In these contemporary times we are seeing the popularity of ‘orange’
wines, made by skin contact, usually longer than is normal in ‘conventional’
vinification. One extracts greater
colour, usually orange, of course, but also there is increased phenolic
extraction, which heads towards the edge of acceptability in hardness and
bitterness. The best winemakers judge
this well, and the wines can be fabulous to drink, and they can be better wines
with food. But many can’t get the
balance and the wines can be horrible to drink, and sometimes harbour faults
from the minimal use of any intervention.
I’m introducing another subject here, altogether, but you get the point
of more extreme or ‘natural’ winemaking, I’m making.
We had a treat as delivered for dinner by Mo the Political
Gal this evening – a true ‘orange’ wine.
The 2001 Dirler Alsace Riesling ‘Belzbrunnen’

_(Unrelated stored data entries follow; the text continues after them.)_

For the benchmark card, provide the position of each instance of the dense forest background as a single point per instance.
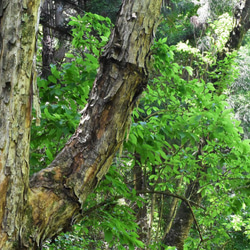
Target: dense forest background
(181, 180)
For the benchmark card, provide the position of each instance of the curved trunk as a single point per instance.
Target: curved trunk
(29, 215)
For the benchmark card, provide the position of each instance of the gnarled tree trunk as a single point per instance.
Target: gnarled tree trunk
(31, 212)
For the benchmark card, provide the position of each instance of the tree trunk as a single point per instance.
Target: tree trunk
(32, 212)
(183, 220)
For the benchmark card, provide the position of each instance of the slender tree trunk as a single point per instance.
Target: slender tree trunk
(183, 220)
(141, 212)
(32, 212)
(18, 23)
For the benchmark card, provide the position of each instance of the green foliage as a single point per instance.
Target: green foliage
(66, 90)
(184, 131)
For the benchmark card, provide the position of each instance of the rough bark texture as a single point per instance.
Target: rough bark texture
(18, 22)
(183, 219)
(29, 215)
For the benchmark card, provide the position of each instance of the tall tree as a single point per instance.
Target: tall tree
(32, 211)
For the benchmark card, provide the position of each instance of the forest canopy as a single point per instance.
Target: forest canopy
(139, 137)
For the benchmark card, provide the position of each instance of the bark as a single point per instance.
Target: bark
(141, 212)
(183, 220)
(52, 202)
(18, 23)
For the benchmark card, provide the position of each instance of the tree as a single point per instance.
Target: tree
(32, 211)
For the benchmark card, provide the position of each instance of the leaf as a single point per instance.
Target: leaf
(189, 70)
(108, 235)
(51, 78)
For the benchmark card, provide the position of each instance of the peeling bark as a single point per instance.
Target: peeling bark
(29, 215)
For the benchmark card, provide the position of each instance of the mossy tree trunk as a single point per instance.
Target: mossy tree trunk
(32, 211)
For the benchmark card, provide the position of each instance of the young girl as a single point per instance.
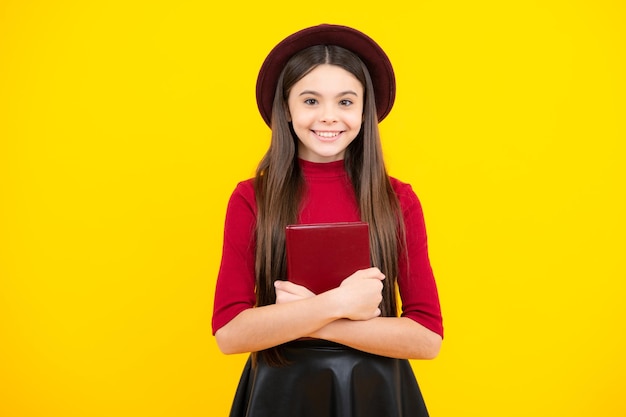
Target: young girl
(343, 352)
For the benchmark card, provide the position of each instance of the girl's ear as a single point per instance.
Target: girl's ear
(287, 113)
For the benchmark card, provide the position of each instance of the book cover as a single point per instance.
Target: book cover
(321, 256)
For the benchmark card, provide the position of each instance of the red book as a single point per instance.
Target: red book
(321, 256)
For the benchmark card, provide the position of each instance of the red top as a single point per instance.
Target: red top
(329, 197)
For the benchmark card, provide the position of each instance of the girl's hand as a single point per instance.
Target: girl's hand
(361, 294)
(288, 291)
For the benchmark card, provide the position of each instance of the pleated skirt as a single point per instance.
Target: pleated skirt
(326, 379)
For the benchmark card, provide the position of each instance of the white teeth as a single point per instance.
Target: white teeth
(327, 134)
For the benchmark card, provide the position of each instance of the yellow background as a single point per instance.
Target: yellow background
(125, 125)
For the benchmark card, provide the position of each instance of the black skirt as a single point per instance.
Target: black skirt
(325, 379)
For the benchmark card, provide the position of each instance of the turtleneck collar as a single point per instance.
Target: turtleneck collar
(322, 169)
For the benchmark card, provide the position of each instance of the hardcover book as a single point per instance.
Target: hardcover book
(321, 256)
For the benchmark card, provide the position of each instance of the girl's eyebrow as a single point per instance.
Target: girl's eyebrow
(315, 93)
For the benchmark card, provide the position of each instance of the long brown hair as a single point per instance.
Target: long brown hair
(279, 184)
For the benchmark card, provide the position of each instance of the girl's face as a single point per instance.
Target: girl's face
(326, 110)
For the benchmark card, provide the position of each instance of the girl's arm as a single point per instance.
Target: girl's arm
(397, 337)
(300, 313)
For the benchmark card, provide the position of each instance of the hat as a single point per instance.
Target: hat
(363, 46)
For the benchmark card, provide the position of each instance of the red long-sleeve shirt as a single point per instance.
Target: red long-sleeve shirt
(329, 197)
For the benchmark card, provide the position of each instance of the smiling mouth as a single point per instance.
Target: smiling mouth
(327, 135)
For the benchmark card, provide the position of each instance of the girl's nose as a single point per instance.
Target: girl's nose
(328, 115)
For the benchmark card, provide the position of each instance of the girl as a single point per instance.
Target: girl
(343, 352)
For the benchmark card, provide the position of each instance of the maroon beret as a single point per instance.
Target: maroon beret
(363, 46)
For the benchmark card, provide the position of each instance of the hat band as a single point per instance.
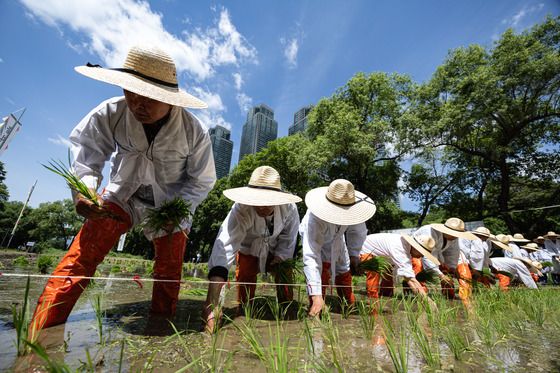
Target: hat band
(419, 243)
(140, 75)
(265, 187)
(358, 200)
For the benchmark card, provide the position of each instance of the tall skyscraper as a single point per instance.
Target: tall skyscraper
(222, 147)
(300, 120)
(258, 130)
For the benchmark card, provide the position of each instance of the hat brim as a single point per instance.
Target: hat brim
(142, 87)
(502, 245)
(316, 201)
(419, 247)
(260, 197)
(443, 229)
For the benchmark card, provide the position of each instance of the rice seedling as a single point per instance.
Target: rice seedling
(168, 216)
(397, 345)
(367, 319)
(73, 181)
(20, 318)
(377, 264)
(427, 276)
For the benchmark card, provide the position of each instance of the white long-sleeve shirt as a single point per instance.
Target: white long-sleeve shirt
(446, 251)
(179, 162)
(326, 242)
(476, 252)
(516, 268)
(245, 231)
(393, 247)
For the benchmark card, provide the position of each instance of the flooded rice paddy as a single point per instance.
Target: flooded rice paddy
(512, 332)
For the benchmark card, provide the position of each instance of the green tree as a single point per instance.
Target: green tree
(497, 107)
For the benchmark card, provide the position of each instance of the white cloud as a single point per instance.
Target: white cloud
(245, 102)
(238, 80)
(111, 27)
(59, 140)
(517, 19)
(291, 48)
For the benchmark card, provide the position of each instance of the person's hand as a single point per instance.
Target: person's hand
(317, 305)
(355, 265)
(90, 210)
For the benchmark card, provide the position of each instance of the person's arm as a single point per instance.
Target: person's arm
(200, 169)
(355, 237)
(92, 143)
(312, 241)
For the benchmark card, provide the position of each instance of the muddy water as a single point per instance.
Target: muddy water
(151, 344)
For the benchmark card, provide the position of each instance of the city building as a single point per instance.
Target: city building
(259, 129)
(222, 147)
(300, 120)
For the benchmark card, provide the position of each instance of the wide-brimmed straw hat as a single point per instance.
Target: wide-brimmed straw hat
(518, 237)
(482, 231)
(340, 204)
(532, 267)
(531, 246)
(454, 227)
(501, 240)
(424, 244)
(264, 189)
(539, 239)
(149, 72)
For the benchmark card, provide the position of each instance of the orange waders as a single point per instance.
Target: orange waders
(91, 244)
(374, 280)
(503, 281)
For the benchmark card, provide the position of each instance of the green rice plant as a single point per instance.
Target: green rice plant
(428, 350)
(377, 264)
(168, 216)
(72, 179)
(427, 276)
(44, 262)
(97, 303)
(21, 261)
(20, 318)
(456, 341)
(397, 345)
(367, 319)
(52, 365)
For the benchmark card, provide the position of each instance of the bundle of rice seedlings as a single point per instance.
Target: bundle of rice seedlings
(73, 181)
(427, 276)
(168, 216)
(377, 264)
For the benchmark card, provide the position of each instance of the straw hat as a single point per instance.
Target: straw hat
(424, 244)
(501, 240)
(531, 246)
(454, 227)
(539, 239)
(264, 189)
(149, 72)
(340, 204)
(551, 235)
(532, 268)
(518, 237)
(482, 232)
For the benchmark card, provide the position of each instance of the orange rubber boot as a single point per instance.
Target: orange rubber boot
(344, 289)
(246, 271)
(91, 244)
(465, 279)
(503, 281)
(168, 265)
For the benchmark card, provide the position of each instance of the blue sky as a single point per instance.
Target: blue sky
(233, 54)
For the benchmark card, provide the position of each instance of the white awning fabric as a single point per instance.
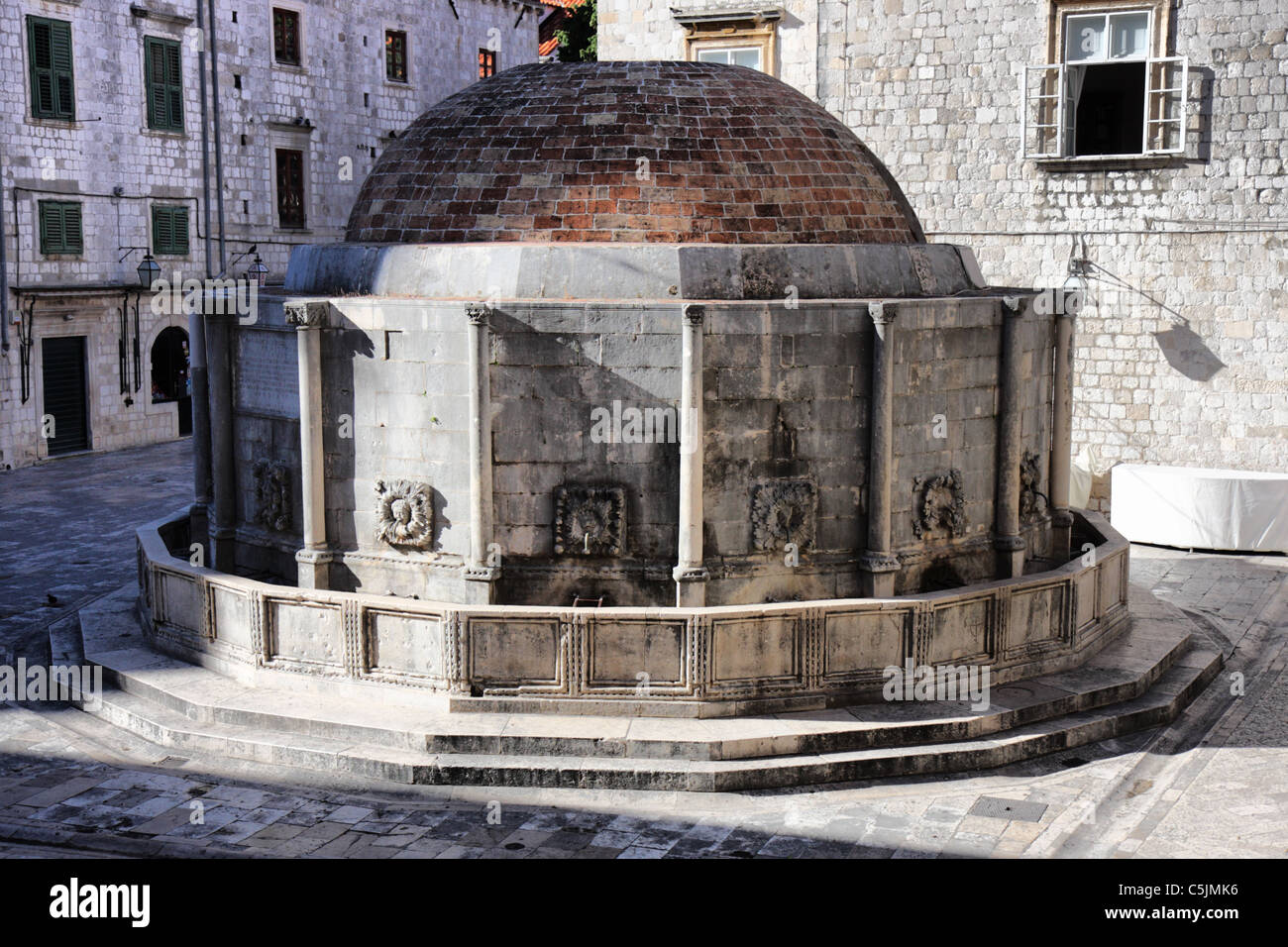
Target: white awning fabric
(1196, 508)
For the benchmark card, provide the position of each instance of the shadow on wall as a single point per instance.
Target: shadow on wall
(1183, 348)
(1186, 352)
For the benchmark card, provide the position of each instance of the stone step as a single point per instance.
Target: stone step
(1141, 681)
(1175, 689)
(1125, 671)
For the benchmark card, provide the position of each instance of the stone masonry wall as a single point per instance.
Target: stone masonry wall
(340, 89)
(1183, 351)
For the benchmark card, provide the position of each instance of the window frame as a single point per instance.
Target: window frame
(55, 111)
(406, 56)
(278, 147)
(1155, 58)
(720, 47)
(46, 210)
(299, 35)
(171, 90)
(174, 211)
(732, 29)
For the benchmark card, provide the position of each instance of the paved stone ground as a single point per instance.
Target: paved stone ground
(67, 531)
(1209, 785)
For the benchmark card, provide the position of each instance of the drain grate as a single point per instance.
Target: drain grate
(1012, 809)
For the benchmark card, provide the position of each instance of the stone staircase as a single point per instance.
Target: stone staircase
(1141, 681)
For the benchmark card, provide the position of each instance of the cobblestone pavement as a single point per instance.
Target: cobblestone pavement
(67, 532)
(1209, 785)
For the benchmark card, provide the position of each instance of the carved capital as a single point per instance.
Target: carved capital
(1010, 544)
(881, 313)
(305, 315)
(313, 557)
(879, 562)
(1031, 501)
(1014, 307)
(691, 574)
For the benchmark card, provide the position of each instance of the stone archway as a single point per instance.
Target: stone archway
(170, 373)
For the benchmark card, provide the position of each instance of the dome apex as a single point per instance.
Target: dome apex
(630, 151)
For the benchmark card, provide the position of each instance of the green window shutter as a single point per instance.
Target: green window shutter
(179, 217)
(73, 240)
(174, 85)
(42, 68)
(51, 227)
(162, 67)
(161, 231)
(53, 88)
(60, 230)
(64, 85)
(170, 231)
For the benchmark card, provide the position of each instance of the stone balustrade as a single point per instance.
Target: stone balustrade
(699, 661)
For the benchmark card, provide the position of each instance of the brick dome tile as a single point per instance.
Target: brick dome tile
(553, 153)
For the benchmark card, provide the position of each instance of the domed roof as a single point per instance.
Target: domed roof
(630, 151)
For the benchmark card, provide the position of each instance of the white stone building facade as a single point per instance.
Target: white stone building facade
(102, 108)
(1173, 201)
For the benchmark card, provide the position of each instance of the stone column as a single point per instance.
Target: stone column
(477, 569)
(313, 558)
(1061, 432)
(198, 517)
(877, 566)
(1008, 541)
(691, 575)
(223, 523)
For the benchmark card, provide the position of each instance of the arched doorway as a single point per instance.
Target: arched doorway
(170, 376)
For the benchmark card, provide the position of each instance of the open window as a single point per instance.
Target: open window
(732, 35)
(1109, 93)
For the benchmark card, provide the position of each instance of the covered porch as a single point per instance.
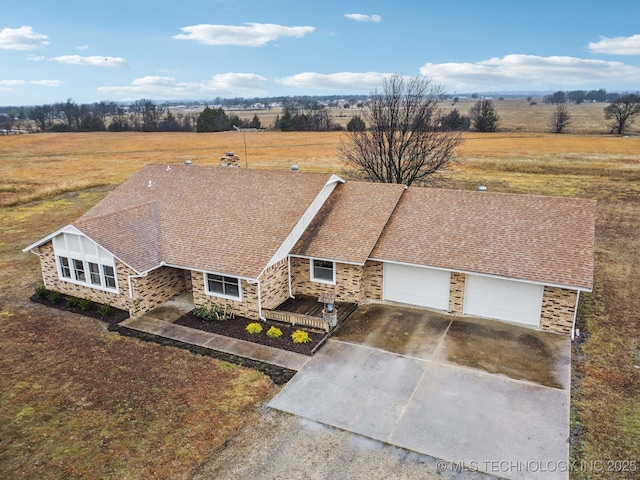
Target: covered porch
(309, 311)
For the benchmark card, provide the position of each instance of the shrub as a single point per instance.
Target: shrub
(300, 336)
(254, 328)
(71, 301)
(41, 292)
(274, 332)
(104, 310)
(208, 312)
(85, 304)
(54, 297)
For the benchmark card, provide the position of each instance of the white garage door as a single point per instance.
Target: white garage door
(421, 286)
(507, 300)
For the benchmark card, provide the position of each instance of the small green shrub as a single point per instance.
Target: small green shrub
(85, 304)
(274, 332)
(208, 312)
(254, 328)
(54, 297)
(104, 310)
(300, 336)
(71, 301)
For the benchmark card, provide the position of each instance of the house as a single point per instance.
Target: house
(254, 238)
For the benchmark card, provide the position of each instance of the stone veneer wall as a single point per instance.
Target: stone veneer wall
(156, 288)
(348, 287)
(274, 284)
(373, 280)
(456, 293)
(247, 308)
(52, 281)
(558, 307)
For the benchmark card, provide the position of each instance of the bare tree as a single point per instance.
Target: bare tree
(402, 142)
(560, 119)
(622, 111)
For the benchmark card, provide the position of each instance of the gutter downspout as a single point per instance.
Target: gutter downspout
(289, 276)
(575, 314)
(39, 255)
(142, 275)
(257, 282)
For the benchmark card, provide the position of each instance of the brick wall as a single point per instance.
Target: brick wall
(349, 285)
(248, 307)
(156, 288)
(53, 282)
(558, 306)
(373, 280)
(456, 293)
(274, 285)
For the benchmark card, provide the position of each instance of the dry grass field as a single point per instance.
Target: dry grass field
(78, 402)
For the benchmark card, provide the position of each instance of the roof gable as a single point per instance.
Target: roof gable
(350, 223)
(225, 220)
(542, 239)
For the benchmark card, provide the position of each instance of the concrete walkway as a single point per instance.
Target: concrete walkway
(443, 394)
(158, 322)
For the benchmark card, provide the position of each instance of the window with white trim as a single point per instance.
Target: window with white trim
(323, 271)
(82, 261)
(65, 269)
(109, 276)
(222, 286)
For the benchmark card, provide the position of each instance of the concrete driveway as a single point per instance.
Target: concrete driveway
(480, 395)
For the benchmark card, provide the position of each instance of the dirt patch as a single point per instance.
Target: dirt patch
(279, 375)
(115, 314)
(236, 328)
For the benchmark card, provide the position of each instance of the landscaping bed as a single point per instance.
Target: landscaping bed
(72, 304)
(236, 328)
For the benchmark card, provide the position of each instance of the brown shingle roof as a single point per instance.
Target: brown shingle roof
(226, 220)
(543, 239)
(350, 222)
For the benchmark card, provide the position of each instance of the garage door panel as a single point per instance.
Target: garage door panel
(425, 287)
(507, 300)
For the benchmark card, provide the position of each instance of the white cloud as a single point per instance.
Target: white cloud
(617, 45)
(23, 38)
(249, 35)
(531, 72)
(93, 61)
(42, 83)
(360, 17)
(167, 88)
(342, 81)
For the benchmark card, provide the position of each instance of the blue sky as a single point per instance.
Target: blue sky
(201, 49)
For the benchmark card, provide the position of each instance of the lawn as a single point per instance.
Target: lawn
(76, 401)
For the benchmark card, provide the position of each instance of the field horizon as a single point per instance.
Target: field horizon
(47, 180)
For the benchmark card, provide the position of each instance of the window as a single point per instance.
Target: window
(224, 286)
(82, 261)
(65, 270)
(323, 271)
(78, 270)
(109, 276)
(94, 273)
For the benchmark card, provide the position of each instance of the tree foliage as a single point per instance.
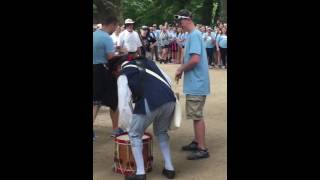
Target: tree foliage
(148, 12)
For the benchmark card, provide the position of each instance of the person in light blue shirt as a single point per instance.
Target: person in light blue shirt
(209, 40)
(104, 83)
(196, 84)
(221, 44)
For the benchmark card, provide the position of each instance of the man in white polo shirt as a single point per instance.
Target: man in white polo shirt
(129, 40)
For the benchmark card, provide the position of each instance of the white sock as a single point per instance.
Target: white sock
(165, 149)
(138, 157)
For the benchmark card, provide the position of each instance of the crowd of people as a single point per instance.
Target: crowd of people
(166, 43)
(125, 72)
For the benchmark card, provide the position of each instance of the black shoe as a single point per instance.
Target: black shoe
(193, 146)
(199, 154)
(136, 177)
(168, 173)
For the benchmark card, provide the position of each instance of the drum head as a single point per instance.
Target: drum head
(124, 138)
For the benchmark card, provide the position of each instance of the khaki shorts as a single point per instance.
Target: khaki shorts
(194, 107)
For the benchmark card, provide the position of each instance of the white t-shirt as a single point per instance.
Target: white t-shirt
(129, 41)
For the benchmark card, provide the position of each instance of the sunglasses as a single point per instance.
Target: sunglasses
(178, 17)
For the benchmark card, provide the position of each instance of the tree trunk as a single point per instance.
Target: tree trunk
(206, 12)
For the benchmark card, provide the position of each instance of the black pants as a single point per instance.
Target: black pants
(210, 55)
(223, 56)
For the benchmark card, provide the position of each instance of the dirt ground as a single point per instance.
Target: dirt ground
(215, 113)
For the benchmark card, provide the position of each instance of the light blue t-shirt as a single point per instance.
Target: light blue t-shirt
(208, 40)
(102, 45)
(222, 41)
(196, 80)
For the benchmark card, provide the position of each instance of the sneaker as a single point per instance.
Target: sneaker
(193, 146)
(169, 173)
(199, 154)
(136, 177)
(117, 132)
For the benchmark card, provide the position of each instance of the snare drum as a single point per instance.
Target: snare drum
(124, 162)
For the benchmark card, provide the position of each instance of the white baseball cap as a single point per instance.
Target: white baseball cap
(128, 21)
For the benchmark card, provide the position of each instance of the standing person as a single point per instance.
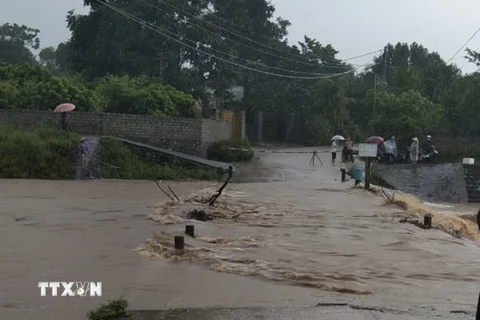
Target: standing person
(427, 145)
(349, 151)
(64, 120)
(334, 151)
(414, 150)
(83, 148)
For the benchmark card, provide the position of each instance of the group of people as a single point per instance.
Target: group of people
(415, 148)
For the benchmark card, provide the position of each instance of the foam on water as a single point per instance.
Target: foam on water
(285, 233)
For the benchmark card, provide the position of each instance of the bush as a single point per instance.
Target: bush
(132, 165)
(143, 95)
(34, 87)
(230, 151)
(37, 154)
(109, 311)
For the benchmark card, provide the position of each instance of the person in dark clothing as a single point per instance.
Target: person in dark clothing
(64, 120)
(428, 144)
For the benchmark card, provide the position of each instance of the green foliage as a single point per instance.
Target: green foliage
(37, 154)
(109, 311)
(144, 95)
(31, 86)
(16, 42)
(133, 165)
(318, 130)
(406, 115)
(230, 151)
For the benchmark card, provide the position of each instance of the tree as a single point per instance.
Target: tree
(47, 58)
(16, 42)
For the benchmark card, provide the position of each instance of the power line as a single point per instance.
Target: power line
(363, 55)
(235, 56)
(468, 60)
(238, 35)
(466, 43)
(146, 25)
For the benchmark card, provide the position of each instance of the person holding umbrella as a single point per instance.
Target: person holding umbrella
(414, 150)
(64, 109)
(335, 140)
(64, 121)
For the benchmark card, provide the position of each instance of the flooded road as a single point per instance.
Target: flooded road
(300, 239)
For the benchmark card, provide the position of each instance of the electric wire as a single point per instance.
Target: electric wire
(155, 29)
(344, 66)
(248, 39)
(466, 43)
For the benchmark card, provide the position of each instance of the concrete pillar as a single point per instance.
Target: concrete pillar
(243, 119)
(258, 126)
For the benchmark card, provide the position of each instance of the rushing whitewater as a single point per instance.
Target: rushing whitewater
(323, 235)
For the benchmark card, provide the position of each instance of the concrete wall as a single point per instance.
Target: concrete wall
(192, 136)
(432, 183)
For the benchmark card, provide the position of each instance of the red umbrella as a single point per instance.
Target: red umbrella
(375, 139)
(65, 107)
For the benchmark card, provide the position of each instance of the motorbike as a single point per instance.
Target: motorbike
(387, 153)
(347, 155)
(429, 156)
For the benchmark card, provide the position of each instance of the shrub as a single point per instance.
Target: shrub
(109, 311)
(133, 165)
(39, 153)
(230, 151)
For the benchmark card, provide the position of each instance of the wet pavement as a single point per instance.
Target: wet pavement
(313, 240)
(304, 313)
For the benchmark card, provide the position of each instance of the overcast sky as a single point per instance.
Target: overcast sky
(353, 27)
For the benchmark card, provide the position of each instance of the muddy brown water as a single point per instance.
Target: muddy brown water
(309, 239)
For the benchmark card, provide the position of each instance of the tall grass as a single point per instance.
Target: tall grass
(38, 153)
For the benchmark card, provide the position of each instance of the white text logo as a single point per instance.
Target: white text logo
(71, 289)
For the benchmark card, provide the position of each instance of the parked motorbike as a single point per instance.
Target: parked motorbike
(347, 155)
(429, 156)
(387, 153)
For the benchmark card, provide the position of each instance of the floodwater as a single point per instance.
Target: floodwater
(300, 237)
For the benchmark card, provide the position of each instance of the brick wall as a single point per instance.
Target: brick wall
(192, 136)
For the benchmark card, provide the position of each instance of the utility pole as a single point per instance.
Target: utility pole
(160, 53)
(374, 102)
(385, 58)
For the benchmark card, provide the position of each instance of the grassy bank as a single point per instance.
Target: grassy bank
(38, 153)
(122, 162)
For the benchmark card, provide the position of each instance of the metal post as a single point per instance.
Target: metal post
(427, 221)
(190, 231)
(385, 55)
(179, 245)
(374, 103)
(367, 173)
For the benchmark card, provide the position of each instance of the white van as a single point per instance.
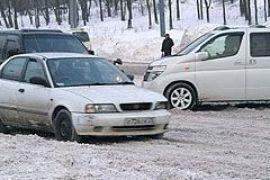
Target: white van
(223, 65)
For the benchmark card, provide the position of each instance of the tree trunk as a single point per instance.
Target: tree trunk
(47, 16)
(129, 6)
(108, 4)
(14, 4)
(207, 5)
(9, 14)
(155, 11)
(256, 12)
(4, 15)
(201, 8)
(84, 9)
(149, 14)
(265, 10)
(36, 7)
(177, 10)
(101, 11)
(198, 10)
(249, 12)
(170, 14)
(123, 17)
(224, 12)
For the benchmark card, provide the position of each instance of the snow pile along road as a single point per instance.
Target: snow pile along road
(217, 144)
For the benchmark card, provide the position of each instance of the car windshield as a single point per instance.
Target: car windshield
(83, 36)
(194, 44)
(68, 72)
(52, 43)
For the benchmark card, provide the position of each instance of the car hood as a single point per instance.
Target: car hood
(116, 94)
(175, 59)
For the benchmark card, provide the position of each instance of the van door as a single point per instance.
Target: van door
(222, 75)
(258, 67)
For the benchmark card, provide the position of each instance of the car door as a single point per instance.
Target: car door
(258, 66)
(33, 99)
(222, 75)
(11, 74)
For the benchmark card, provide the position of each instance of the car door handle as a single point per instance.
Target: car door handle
(239, 63)
(21, 90)
(252, 61)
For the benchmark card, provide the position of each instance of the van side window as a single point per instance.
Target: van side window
(259, 44)
(223, 46)
(13, 69)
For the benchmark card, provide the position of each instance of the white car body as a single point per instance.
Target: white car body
(36, 106)
(238, 77)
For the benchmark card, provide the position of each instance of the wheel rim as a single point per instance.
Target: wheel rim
(64, 130)
(181, 98)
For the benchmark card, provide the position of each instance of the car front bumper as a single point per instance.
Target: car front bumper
(122, 124)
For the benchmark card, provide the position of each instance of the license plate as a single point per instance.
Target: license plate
(138, 121)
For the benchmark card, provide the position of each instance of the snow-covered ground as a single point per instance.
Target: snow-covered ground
(231, 143)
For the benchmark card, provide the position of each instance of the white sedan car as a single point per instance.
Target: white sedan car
(74, 95)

was a fully-aged and mature example. The
colour was deep orange with golden hues.
The bouquet was all about citrus (orange) fruit and mead like
honey. It had gone past the toast and kero
tertiary stage and showed complex hints of nuttiness, but no real oxidation. Then on palate, lusciously off-dry to
taste. The Mentor and SWMBO suggested
botrytis, but I didn’t find it musky. It
was fully-developed fruit flavours knife-edge between citrus and nuts. Beautifully soft, rounded and luscious, with no
drying out at all. The wine got richer
with time in the glass. A conventional
wine turned orange, and naturally over the course of time from bottle-age. Maybe this is the way to do it?